Content tab

Pentaho Data Integration

Version
9.3.x
Audience
anonymous
Part Number
MK-95PDIA003-15


Content tab

In the Content tab, using the following options, you can specify the format of the source files.

Option Description
Filetype Select either CSV or Fixed length. Depending on the file type you select, a corresponding interface appears when you click Get Fields in the Fields tab.
Separator Specify the character used to separate the fields in a single line of text, typically a semicolon or tab. Click Insert Tab to place a tab in the Separator field. The default value is semicolon (;).
Enclosure Specify an optional character used to enclose a field if that field contains a separator character. The default value is double quotation marks (").
Allow breaks in enclosed fields Not implemented.
Escape Specify one or more characters to indicate if another character is a part of a regular text. For example, if a backslash (\) is the escape character and a single quote (') is an enclosure or separator character, then the text Not the nine o\’clock news is parsed as Not the nine o’clock news.
Header Select if your text file has a header row (first lines in the file).

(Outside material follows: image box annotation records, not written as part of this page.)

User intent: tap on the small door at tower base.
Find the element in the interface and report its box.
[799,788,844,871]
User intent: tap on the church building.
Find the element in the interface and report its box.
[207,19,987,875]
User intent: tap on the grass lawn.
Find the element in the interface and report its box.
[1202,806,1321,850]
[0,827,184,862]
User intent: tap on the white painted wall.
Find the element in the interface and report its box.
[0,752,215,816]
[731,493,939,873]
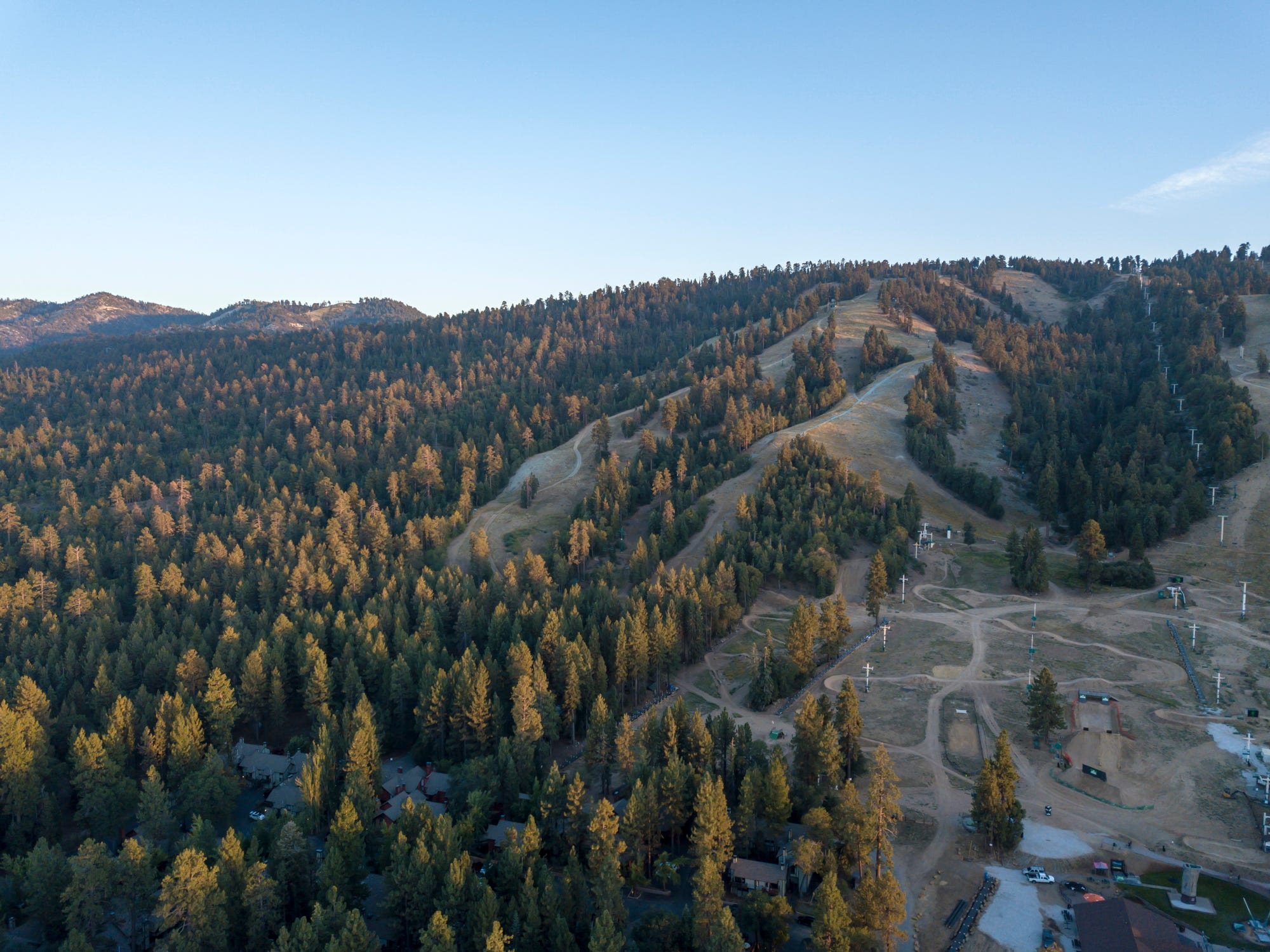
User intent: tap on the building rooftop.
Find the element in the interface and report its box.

You can use Number of header lines to specify the number of times the header line appears.
Footer Select if your text file has a footer row (last lines in the file). You can use Number of footer lines to specify the number of times the footer row appears.
Wrapped lines Select if you work with data lines that have wrapped beyond a specific page limit. You can use Number of times wrapped to specify the number of times the line is wrapped. Headers and footers are never considered wrapped.
Paged layout (printout) Select when other text handling options (above) fail on a text file designed to be output to a line printer. You can use Document header lines to skip introductory texts and Number of lines per page to position the data lines.
Compression Select if your text file is in a ZIP or GZip archive. Only the first file in the archive is read.
No empty rows Select if you do not want to send empty rows to the next steps.
Include filename in output Select if you want the file name to be part of the output, and use Filename fieldname to enter the name of the field that contains the file name.
Rownum in output Select if you want the row number to be part of the output. You can use Rownum fieldname to enter the name of the field that contains the row number. Select Rownum by file if you want to allow the row number to be reset per file.
Format Select the file format, which can be either DOS, UNIX, or mixed. UNIX files have lines terminated by line feeds. DOS files have lines separated by carriage returns and line feeds. If you specify mixed, no verification is done.
Encoding Select the text file encoding to use. Leave blank to use the default encoding on your system. To use Unicode, specify UTF-8 or UTF-16. On first use, the PDI client searches your system for available encodings.
Length
Select the length of the field according to its type:
  • Characters
  • Bytes
Limit Specify a limit on the number of records generated from this step. Specify zero (0) for an unlimited number of records.
Be lenient when parsing dates? Clear the check box if you want strict parsing of data fields. If selected, dates like Jan 32nd become Feb 1st.
The date format Locale Specify the locale to use to parse dates written in full, such as February 2nd, 2006. For example, parsing February 2nd, 2006, on a system set to French (fr_FR) would not work because February is called Février in that locale.
Add filenames to result Select to add file names to a resulting list of file names.